Need Assistance Getting VritualGL Configured on GPU Nodes

brad.traver · January 26, 2023, 11:04pm

I’m trying to get VirtualGL configured so we can run apps with GPU acceleration. Our GPU nodes run GPU Direct Storage which may cause issues with the VirutalGL config. Has anyone deployed VirtualGL on nodes that also run GPU Direct Storage?

Micket · January 27, 2023, 1:13am

Is GPU Direct Storage preventing the use of EGLDevice buffers? Apart from some basic device permissions that’s just about all that’s really required for the EGL backend in VGL.

jeff.ohrstrom · January 27, 2023, 2:58pm

I’m unfamiliar with GPU Direct Storage. Can you give more details on what errors you see?

brad.traver · January 31, 2023, 10:14pm

GPU Direct Storage is an Nvidia technology that allows us to load data directly into GPU memory from a very high speed storage appliance via Infiniband. When I try to configure VirtualGL as per it’s documentation, these are the errors I get.

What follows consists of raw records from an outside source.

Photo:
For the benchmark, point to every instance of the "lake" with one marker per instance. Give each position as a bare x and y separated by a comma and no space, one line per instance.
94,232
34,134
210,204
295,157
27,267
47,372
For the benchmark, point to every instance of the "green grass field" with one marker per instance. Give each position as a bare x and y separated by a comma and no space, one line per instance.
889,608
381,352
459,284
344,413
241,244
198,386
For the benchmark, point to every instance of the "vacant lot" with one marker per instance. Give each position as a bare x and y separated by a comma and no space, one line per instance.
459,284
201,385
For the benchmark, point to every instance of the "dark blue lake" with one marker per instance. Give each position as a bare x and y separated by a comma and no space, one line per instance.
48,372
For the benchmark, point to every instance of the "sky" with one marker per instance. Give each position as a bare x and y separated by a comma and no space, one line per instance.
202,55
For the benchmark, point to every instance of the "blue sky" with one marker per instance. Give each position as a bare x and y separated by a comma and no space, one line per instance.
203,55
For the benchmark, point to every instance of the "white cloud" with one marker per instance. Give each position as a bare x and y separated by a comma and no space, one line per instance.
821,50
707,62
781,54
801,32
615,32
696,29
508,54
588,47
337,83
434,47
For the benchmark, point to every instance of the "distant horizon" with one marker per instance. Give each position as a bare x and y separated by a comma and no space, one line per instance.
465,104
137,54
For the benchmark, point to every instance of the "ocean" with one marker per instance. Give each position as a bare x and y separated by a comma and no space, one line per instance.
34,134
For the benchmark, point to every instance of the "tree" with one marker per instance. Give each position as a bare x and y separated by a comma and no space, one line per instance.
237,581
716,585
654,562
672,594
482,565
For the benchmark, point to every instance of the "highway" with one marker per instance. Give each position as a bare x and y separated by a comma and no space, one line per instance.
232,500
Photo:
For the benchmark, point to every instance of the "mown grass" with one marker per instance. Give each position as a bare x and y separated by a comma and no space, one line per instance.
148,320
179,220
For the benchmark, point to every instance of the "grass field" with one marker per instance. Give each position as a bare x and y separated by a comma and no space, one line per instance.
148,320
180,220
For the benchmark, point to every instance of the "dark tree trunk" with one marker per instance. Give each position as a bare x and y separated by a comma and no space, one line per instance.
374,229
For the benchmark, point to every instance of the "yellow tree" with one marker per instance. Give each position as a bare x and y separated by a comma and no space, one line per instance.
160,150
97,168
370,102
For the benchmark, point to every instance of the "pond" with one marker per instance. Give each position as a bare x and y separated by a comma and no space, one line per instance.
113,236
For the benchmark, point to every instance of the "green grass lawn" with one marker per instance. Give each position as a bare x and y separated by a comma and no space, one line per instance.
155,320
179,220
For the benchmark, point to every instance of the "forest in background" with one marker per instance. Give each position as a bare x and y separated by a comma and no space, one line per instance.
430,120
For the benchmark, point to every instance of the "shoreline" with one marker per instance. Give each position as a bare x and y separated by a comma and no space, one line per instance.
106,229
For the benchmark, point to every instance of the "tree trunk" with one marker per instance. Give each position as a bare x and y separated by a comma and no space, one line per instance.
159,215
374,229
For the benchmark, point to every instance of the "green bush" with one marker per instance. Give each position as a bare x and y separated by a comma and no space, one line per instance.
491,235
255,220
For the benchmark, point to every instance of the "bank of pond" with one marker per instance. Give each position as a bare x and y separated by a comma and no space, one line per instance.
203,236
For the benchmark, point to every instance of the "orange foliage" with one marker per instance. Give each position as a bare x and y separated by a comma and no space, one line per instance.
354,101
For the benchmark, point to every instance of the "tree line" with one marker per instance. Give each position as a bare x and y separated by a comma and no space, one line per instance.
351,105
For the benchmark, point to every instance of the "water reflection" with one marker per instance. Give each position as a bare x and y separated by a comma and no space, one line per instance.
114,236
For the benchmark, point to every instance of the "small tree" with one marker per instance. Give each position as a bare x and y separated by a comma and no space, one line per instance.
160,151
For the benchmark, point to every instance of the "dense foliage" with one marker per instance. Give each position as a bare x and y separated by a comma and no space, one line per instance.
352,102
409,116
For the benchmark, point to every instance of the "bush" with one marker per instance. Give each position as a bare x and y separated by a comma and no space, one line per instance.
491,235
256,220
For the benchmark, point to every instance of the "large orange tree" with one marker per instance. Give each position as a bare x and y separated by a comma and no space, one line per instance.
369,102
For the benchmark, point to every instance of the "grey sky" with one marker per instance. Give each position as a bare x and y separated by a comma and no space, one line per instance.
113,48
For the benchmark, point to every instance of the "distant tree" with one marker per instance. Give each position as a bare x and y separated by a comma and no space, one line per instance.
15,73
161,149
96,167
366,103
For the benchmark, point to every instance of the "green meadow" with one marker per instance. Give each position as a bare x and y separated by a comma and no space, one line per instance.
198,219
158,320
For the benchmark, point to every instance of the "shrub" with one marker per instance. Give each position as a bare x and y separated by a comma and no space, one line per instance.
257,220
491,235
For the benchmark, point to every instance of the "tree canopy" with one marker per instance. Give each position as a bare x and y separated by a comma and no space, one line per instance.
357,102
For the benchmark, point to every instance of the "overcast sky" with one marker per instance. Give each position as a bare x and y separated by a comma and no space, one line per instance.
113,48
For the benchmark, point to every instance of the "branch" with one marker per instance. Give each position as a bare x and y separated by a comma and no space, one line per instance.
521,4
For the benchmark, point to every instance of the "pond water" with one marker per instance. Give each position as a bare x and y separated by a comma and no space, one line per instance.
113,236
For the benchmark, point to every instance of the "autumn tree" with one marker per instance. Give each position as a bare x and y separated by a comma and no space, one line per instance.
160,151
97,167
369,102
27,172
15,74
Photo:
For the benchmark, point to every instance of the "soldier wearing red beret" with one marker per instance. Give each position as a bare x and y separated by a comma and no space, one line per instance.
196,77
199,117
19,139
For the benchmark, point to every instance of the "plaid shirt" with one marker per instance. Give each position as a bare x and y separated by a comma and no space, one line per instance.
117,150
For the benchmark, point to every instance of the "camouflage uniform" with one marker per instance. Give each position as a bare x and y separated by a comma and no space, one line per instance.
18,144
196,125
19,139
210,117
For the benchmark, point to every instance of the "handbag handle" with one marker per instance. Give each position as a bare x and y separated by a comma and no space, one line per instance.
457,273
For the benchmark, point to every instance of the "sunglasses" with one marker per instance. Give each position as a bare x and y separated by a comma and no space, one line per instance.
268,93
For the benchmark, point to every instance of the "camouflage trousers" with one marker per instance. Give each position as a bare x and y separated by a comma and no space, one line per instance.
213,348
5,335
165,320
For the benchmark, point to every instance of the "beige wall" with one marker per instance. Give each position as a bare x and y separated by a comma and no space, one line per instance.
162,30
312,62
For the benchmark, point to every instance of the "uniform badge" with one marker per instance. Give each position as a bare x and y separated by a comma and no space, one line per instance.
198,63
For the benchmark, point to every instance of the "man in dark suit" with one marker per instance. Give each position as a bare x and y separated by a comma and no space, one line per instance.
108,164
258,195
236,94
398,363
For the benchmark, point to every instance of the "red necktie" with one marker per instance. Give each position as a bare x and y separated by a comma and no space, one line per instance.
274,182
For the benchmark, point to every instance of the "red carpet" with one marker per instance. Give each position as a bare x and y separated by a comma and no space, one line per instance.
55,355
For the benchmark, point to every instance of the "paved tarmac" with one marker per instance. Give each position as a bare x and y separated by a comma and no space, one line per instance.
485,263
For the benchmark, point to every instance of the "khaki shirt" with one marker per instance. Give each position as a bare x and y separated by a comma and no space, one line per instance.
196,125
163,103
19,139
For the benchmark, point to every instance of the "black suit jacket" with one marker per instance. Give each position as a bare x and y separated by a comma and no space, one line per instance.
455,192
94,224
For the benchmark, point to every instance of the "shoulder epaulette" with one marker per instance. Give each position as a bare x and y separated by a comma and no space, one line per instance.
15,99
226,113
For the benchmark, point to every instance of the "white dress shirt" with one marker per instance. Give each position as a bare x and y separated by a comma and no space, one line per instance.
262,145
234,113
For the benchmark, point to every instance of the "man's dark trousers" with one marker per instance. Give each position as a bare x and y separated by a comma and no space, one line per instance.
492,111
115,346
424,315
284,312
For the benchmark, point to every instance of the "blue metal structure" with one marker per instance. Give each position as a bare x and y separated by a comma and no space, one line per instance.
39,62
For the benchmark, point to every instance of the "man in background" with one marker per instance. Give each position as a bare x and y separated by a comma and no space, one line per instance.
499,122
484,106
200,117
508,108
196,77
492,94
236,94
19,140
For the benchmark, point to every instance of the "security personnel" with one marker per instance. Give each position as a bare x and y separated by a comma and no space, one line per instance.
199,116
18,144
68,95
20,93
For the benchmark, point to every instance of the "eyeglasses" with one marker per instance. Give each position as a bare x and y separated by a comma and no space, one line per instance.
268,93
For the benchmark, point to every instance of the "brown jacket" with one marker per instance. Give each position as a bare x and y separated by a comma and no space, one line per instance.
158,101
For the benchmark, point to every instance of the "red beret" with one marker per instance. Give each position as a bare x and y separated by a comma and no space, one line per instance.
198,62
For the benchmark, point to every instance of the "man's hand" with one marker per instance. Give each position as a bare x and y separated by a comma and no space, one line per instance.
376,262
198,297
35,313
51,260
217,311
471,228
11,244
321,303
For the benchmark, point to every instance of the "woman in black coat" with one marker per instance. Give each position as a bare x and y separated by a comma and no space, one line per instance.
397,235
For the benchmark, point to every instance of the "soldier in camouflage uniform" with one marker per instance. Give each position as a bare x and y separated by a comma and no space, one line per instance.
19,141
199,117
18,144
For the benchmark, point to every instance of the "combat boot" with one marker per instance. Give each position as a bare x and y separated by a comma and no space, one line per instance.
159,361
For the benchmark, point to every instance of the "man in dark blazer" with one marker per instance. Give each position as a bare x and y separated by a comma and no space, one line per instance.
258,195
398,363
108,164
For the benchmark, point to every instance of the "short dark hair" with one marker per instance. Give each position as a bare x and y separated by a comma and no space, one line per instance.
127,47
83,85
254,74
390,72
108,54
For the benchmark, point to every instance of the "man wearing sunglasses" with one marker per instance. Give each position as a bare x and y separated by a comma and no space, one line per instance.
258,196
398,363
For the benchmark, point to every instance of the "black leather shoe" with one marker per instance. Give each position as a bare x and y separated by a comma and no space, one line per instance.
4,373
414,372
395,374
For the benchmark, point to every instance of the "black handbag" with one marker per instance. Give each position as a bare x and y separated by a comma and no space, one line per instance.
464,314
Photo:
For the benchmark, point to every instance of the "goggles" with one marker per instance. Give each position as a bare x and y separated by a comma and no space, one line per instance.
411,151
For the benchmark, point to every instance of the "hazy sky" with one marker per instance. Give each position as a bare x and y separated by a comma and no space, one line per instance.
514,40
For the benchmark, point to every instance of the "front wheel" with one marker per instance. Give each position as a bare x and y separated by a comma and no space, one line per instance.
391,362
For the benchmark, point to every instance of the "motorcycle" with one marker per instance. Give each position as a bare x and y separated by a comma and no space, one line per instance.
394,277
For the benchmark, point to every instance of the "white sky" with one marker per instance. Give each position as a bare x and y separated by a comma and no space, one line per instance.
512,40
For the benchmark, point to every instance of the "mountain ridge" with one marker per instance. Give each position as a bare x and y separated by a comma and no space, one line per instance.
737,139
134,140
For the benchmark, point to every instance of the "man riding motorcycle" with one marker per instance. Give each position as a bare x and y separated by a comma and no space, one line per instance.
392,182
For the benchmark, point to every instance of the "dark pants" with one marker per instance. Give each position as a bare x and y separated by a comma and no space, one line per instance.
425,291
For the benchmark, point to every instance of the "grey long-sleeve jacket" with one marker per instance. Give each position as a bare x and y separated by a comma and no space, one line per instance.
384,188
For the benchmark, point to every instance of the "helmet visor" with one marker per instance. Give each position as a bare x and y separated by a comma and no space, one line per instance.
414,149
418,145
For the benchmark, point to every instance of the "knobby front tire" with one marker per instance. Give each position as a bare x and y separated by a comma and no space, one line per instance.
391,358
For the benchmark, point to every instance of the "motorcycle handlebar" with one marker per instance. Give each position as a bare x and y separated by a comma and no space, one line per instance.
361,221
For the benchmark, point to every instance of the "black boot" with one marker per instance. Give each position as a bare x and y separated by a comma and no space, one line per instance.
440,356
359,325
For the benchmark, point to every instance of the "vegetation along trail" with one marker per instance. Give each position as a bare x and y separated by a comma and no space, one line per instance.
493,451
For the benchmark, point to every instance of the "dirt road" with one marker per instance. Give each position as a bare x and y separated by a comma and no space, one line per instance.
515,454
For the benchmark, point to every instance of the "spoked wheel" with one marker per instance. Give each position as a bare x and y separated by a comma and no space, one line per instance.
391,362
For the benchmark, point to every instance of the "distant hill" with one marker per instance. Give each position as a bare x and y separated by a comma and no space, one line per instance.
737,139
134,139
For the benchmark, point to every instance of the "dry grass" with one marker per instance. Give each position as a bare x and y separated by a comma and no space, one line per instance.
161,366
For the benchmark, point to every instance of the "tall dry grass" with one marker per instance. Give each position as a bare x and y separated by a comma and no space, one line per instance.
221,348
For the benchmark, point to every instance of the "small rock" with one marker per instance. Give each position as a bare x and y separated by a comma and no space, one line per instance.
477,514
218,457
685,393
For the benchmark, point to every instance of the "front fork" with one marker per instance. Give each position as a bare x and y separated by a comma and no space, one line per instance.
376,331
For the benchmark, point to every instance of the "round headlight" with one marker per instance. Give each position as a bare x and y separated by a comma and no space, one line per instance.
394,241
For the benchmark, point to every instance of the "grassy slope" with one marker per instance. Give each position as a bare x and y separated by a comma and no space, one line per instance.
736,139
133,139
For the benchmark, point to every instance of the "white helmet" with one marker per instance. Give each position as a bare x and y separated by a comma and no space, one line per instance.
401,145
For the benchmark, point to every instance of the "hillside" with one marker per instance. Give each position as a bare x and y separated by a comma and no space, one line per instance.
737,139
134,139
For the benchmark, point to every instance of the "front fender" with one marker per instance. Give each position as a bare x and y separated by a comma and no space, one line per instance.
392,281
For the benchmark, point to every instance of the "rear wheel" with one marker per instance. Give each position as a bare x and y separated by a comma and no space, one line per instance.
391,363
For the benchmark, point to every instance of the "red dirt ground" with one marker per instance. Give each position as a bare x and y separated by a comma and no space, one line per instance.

If I select the EGL back end only:

Restrict framebuffer device access to vglusers group (recommended)?
[Y/n]
n
... Modifying /etc/security/console.perms to disable automatic permissions
    for DRI devices ...
... Creating /etc/modprobe.d/virtualgl.conf to set requested permissions for
    /dev/nvidia* ...
... Attempting to remove nvidia module from memory so device permissions
    will be reloaded ...
modprobe: FATAL: Module nvidia is in use.
... Granting write permission to /dev/nvidia0 /dev/nvidia1 /dev/nvidia2 /dev/nvidia3 /dev/nvidia4 /dev/nvidia5 /dev/nvidia6 /dev/nvidia7 /dev/nvidia-caps /dev/nvidiactl /dev/nvidia-fs0 /dev/nvidia-fs1 /dev/nvidia-fs10 /dev/nvidia-fs11 /dev/nvidia-fs12 /dev/nvidia-fs13 /dev/nvidia-fs14 /dev/nvidia-fs15 /dev/nvidia-fs2 /dev/nvidia-fs3 /dev/nvidia-fs4 /dev/nvidia-fs5 /dev/nvidia-fs6 /dev/nvidia-fs7 /dev/nvidia-fs8 /dev/nvidia-fs9 /dev/nvidia-modeset /dev/nvidia-uvm /dev/nvidia-uvm-tools for all users ...
... Granting write permission to /dev/dri/card0 for all users ...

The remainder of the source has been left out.